In a plea agreement with prosecutors, Nicholas Tombros, 37, faces a likely sentencing range stretching from probation to six months in custody, assuming he has no prior criminal convictions. Sentencing is set for December 27th.
Tombros drove around the Los Angeles beachfront suburb of Venice with a laptop and a wi-fi antenna sniffing out unsecured residential access points, which he then used to send thousands of untraceable spam messages advertising pornography sites.
An FBI spokesperson said earlier this month that Tombros obtained the e-mail addresses from a credit card aggregation company where he used to work, but officials have not revealed how they caught the spammer.

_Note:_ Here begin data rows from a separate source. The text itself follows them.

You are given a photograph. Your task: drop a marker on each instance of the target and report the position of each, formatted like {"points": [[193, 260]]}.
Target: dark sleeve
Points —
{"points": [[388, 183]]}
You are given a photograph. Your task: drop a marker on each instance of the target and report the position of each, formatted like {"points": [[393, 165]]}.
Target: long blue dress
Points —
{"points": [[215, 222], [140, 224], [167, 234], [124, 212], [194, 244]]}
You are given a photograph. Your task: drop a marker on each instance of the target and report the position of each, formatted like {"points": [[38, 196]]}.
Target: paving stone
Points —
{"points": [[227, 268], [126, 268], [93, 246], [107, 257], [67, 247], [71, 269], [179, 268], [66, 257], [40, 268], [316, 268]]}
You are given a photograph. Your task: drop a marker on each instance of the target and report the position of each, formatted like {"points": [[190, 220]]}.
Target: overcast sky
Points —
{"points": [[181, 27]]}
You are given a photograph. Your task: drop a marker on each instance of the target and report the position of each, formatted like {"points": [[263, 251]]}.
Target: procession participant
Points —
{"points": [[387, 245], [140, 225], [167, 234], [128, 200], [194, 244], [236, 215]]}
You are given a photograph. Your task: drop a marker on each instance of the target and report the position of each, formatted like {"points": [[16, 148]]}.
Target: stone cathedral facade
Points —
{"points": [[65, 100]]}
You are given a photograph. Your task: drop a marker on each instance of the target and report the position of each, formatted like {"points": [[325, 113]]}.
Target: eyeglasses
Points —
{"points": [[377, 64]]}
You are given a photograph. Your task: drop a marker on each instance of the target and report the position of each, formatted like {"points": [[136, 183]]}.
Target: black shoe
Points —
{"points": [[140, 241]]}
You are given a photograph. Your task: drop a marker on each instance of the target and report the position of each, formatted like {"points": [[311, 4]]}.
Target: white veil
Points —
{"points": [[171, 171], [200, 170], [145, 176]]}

The CAN-SPAM Act, which took effect January 1st, doesn't criminalize unsolicited bulk commercial e-mail, but it does prohibit most of the deceptive practices used by spammers. Tombros was charged under a provision that prohibits breaking into someone else's computer to send spam. Also outlawed is the practice of deliberately crafting spammy messages to disguise the origin; materially falsifying the headers in spam; spamming from five or more e-mail accounts established under fake names; or hijacking five or more IP addresses and spamming from them.
A first-time violator face up to one year in federal stir for a small-time operation-- three years if he or she meets one of several minimum standards of bad behavior, like leading a spam gang of at least three people, sending over 2,500 messages in one day, or using 10 or more falsely-registered domain names.
Assistant U.S. attorney Wesley Hsu, who prosecuted Tombros, says he believes the spammer is the first to be convicted under CAN SPAM. "It is my understanding that it is, in fact, the first," said Hsu.
But even without the spam-fighting legislation, Tombros' drive-by spamming technique would likely have put him afoul of existing computer crime laws, said David Sorkin, an associate professor at the John Marshall Law School. "It sound to me like this could very well have been prosecuted under other statutes."
The Tombros case is one of a handful of wireless hacking convictions federal prosecutors reeled in this year. In June, a Maryland man with a grudge against a Connecticut-based patent firm pleaded guilty to using unsecured wireless networks at homes and businesses in the Washington D.C. area to penetrate the company's computers and deliver anonymous threats and extortion demands.
The same month, two Michigan men, Brian Salcedo and Adam Botbyl, pleaded guilty to conspiracy charges stemming from a scheme to steal credit card numbers from the Lowe's home improvement chain through an unsecured wi-fi network at a suburban Detroit store. A third man later pleaded guilty to a misdemeanor for using the same access point to check his e-mail.